Alert reader F. e-mails from the "great unwashed middle of the country":
[S]ince the president hit the trail to gin-up the base, the house has been moving ever more into the red column on RCP. A while back, I thought the blues were going to hang on by making every house race local—not an unreasonable strategy. However, Obama has been out every day reminding those of us in the middle how far to the left he is from where he ran in 2008. He's firming up the wrong base.
Its amazing that the Blues don't understand that all BHO's comments, particularly the punish your enemies meme, are on FOX, talk radio and the Internet. Your trash talk goes right into the other guy's locker room.
It sure seems like there is something to this theory. Name a race where Obama's intervention has saved the day for a Democrat ... Barbara Boxer seems like the most likely savee. She has welcomed Obama's help. But even her race is far from a done deal (see latest Rasmussen poll). I'd take Nate Silver's odds on Fiorina (93–7) ...

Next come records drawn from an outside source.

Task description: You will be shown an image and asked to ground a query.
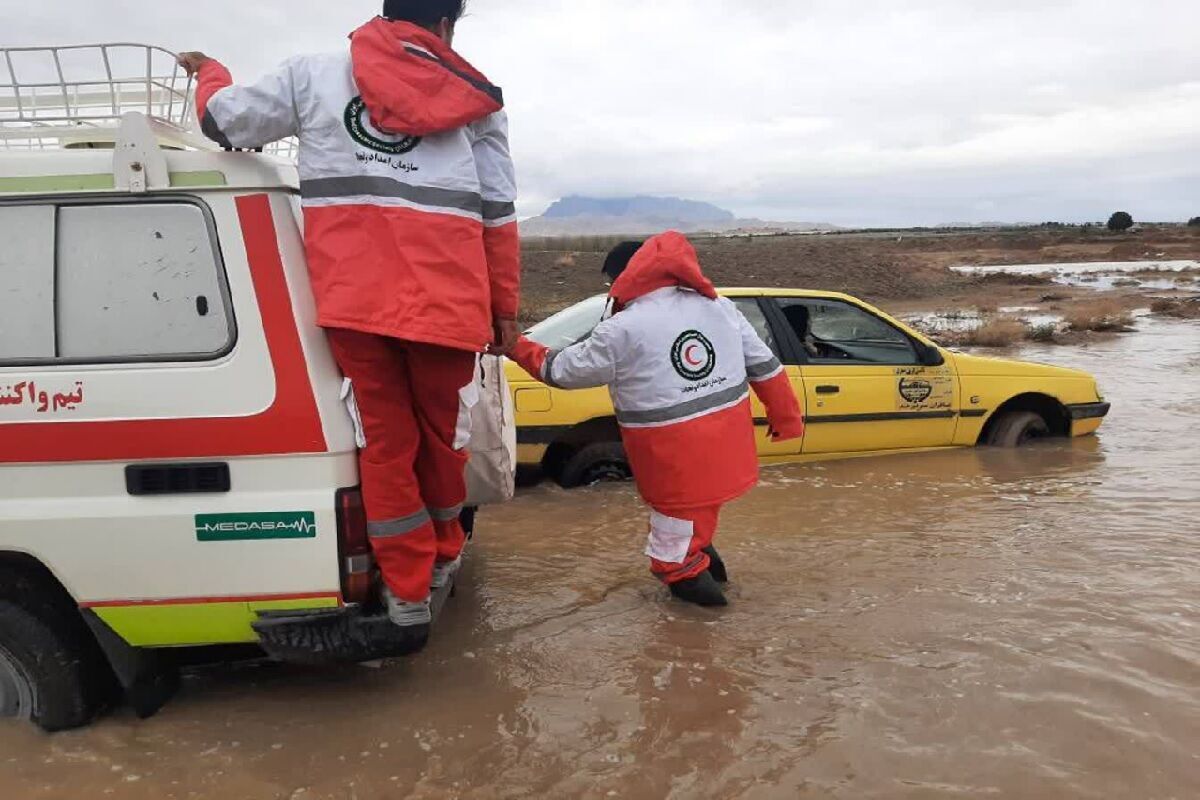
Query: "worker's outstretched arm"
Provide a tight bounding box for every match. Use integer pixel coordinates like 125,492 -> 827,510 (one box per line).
511,320 -> 620,389
472,112 -> 521,355
730,303 -> 804,441
179,53 -> 300,150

P.S.: Note that the "locker room" analogy is slightly misleading. It's not just that rousing the Dem base also rouses the GOP base (which can hardly be roused more than it already is anyway). It's that rousing the Dem base alienates the middle. Were Dems always faced with that base-vs.-middle tradeoff? On issues like immigration reform, it seems like they are now. (Welfare was a base-vs.-middle issue, of course. The middle hated welfare. But Dems could always soft-pedal and hide their cash-dispensing programs in the fine print while pretending that they were requiring work—and then relying on other issues to mobilize the base. On immigration, it seems as if the only way to rouse the Dems' Latino base, Obama-style, is to shout your support for an immigration amnesty from the rooftops, where the middle can also hear it.) ...
P.P.S.: In a sense, it's quite smart of the White House to make the relatively obscure Fifth District of Virginia the Helmand Province of this election—the sudden recipient of a massive surge of presidential and party attention. If embattled Democrat Tom Perriello can pull out a win, the White House can say, "See, the base-pleasing strategy can work. If only we had enough money! And Obama still has the magic. If only we could clone 535 of him." If Perriello loses they can say, "It's only one congressional district in a red state" and blame local factors.

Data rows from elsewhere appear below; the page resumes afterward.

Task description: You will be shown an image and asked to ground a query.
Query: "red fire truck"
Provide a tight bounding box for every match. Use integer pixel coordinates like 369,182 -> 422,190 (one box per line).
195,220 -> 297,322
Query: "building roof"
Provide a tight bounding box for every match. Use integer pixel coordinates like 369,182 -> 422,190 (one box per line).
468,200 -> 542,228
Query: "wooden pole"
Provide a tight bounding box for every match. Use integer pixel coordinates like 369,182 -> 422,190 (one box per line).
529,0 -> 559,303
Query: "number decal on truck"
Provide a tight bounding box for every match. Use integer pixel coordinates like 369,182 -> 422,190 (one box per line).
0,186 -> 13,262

But you also have to wonder if the desperate attempt to demonstrate at least one contest where base-pleasing worked doesn't also reflect the ideological preference of the White House. If you can win by pleasing the base, of course, then it's easier to pursue base-pleasing policies. If base-pleasing flops ignominiously across the board, on the other hand, it's ... make way for neoliberals. 5:00 p.m.

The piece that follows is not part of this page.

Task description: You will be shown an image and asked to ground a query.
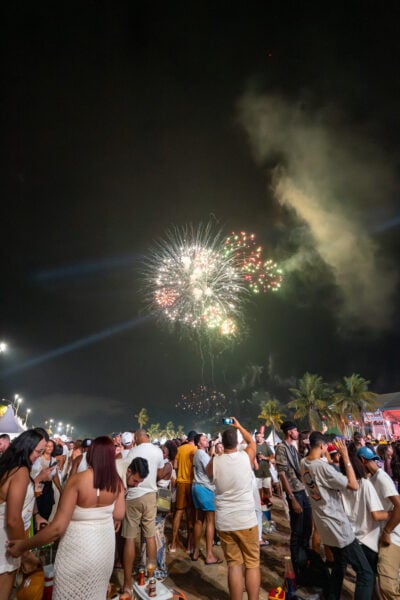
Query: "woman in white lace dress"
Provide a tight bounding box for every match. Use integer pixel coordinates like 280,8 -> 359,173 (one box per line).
0,429 -> 46,600
9,436 -> 125,600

That's Chaiting: Relying on an academic's model, The New Republic's Jonathan Chait argues that structural factors should yield a Republican gain of 45 House seats. Fair enough. But that implies we can blame Obama for any GOP gains over that limit, right? Before readers can reach that obvious conclusion, Chait adds five more seats to his "baseline" on seemingly arbitrary grounds.* Is their real purpose to give him a cushion against having to write a Nov. 3 column he probably doesn't want to write? ...
*Chait suggests the five-seat add-on is justified because President Obama "rode a wave in 2008 that was unusually dependent on sporadic voters like the young and minorities, who tend not to turn out during midterm elections." But of course this is a factor the academic model he relies on has presumably already taken into account, since a) it's a model of midterm elections and b) one of the three "structural" elements in the equation is
2. The incumbent party's "exposure"—the more seats you hold, the deeper into hostile territory you're stretched, and the easier it is to lose seats.
Don't Democrats stretch into hostile territory by appealing to sporadic voters like the young and minorities? The more plausible theory is that Chait just didn't like the number 45 because it makes it look like the president is blowing it. Do not let this man balance your budget! ...
Update: Tom Maguire has other criticisms of the model Chait relies on. The model's Factor #3 is "personal income growth," over which the president has at least some control. If the country's chief executive pushes through an ineffectively structured stimulus, say, and produces lousy income growth as a result, should that mistake raise the "baseline" number of seats whose loss can't be blamed on him? Or are at least some of those seats his losses? ... 5:10 p.m.